Welcome to “Number of the Week,” where we choose a single figure that helps understand what is going on in Brazil. This week’s number explains how Brazil’s uncontrollable pandemic situation pushed countries to impose travel restrictions on Brazilians:
- have low or no travel restrictions on Brazilians
Earlier this week, French Prime Minister Jean Castex announced his country has suspended all flights to and from Brazil “until further notice.” Brazilian visitors to France had already faced significant restrictions before the ban, after health officials found that 6 percent of new cases in the country were of the P.1 variant, known as the “Brazilian variant” worldwide. “We realize that the [pandemic] situation is getting worse,” Mr. Castex told the National Assembly.
France is just the latest in a series of countries which have closed their borders to travelers coming from Brazil. As a matter of fact, only seven countries worldwide allow Brazilian tourists to enter with low or no restrictions at all, according to data from tourism platform Skyscanner and the International Air Transport Association (Iata).
- Countries with no travel restrictions on Brazilians: North Macedonia and Afghanistan.
- Low restrictions: Albania, Costa Rica, Nauru, Central African Republic, and Tonga.

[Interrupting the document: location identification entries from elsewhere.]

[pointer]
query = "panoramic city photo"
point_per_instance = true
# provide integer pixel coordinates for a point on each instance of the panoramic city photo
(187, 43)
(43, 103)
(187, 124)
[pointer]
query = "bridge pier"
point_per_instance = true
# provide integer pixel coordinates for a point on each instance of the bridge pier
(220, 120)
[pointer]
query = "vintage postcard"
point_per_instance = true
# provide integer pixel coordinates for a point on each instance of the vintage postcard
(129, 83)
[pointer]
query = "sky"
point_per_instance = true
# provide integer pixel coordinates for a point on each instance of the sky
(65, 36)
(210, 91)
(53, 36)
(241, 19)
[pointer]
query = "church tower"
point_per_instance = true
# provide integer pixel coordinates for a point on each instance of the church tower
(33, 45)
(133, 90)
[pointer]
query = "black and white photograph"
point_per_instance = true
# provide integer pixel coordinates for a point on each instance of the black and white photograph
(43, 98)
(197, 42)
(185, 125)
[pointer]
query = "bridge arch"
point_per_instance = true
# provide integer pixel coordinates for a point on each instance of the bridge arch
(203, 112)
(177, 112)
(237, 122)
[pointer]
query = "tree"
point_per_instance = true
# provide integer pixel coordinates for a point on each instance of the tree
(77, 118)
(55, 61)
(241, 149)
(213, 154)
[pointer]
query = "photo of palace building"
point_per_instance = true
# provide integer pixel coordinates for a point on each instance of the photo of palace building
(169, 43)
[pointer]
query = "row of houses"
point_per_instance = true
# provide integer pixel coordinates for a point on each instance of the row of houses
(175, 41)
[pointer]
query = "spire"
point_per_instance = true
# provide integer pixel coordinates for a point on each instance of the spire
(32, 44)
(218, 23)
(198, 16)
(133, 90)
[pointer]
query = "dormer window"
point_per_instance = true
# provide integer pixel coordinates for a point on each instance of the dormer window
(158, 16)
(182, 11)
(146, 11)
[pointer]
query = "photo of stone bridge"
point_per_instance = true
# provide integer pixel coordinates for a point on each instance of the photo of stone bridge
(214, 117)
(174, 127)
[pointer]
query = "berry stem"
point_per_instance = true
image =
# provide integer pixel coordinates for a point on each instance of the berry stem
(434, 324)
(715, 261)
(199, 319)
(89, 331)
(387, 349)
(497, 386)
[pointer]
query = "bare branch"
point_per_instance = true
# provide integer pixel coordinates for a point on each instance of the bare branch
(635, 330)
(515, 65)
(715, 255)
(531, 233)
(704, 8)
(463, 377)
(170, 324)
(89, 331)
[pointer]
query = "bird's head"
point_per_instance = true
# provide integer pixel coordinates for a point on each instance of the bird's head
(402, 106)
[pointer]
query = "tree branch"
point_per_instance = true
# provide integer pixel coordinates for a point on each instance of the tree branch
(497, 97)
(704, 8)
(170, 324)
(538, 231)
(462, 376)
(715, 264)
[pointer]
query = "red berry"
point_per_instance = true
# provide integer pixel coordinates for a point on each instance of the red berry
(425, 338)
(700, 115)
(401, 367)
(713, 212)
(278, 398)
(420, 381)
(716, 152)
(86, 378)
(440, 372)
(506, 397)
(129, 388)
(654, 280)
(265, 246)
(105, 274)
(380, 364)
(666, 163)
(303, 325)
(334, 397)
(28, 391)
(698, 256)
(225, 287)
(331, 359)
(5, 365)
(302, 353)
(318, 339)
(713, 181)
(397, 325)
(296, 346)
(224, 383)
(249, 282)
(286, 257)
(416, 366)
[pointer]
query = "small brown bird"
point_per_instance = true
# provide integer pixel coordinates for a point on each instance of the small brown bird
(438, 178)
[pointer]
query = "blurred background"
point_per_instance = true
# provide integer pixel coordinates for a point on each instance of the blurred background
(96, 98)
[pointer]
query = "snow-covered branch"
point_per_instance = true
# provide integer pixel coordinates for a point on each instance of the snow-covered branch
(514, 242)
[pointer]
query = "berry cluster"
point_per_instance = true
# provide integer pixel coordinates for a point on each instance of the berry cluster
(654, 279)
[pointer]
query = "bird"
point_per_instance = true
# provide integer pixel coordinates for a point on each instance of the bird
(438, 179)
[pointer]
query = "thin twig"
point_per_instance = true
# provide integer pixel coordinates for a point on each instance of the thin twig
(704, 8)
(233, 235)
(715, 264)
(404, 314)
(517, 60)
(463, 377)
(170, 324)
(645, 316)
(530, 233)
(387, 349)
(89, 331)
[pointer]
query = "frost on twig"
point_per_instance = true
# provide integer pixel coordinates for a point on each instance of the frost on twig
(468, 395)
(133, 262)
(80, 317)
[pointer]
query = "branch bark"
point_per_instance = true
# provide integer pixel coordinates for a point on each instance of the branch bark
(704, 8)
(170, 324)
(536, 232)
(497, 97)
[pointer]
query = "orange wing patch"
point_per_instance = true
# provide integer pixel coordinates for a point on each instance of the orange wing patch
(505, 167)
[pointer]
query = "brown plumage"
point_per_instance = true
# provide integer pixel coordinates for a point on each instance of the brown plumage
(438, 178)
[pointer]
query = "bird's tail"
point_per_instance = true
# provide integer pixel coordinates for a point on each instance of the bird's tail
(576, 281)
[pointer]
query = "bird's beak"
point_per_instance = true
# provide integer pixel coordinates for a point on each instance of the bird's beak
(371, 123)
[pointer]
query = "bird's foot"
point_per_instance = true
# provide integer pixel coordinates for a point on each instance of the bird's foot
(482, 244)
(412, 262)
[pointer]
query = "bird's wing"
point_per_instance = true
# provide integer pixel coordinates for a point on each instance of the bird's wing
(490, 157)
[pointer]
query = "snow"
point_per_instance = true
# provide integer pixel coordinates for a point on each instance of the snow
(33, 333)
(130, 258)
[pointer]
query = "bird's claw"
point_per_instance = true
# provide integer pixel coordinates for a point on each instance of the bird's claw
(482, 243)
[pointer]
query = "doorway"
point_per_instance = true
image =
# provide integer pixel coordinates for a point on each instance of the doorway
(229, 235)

By the numbers. As of April 16, a total of 105 nations had enacted moderate restrictions on Brazil. Travel to these countries is possible, providing travelers meet certain entry criteria. And another 113 countries impose “major restrictions.”
EU. All 27 members of the European Union have forbidden the direct entry of travelers from Brazil. That includes some of Brazilians’ favorite destinations, such as Portugal, Spain, France, Italy, and Germany.
U.S. Entry to the U.S. is banned for all people who have been in Brazil in the 14 days prior to arrival. Exceptions are granted to American citizens, permanent residents, parents of U.S. citizens under 21, people married to U.S. citizens, or people traveling on the invitation of the local government.
Problem neighbor. No South American neighbor allows Brazilian travelers to enter their borders freely — doors are even closed to Mercosur nations, despite the trade union allowing the free circulation of people prior to the pandemic.
- Argentina, Bolivia, Chile, Colombia, Venezuela, Peru, and Suriname have suspended direct flights from Brazil. Uruguay has not banned aerial connections, but only residents or those with family connections to the country are allowed in. Paraguay and Ecuador impose “moderate restrictions” such as requiring negative tests and quarantine upon arrival.
- In the case of Chile, travelers face a 14-day mandatory quarantine, which costs USD 400 per person.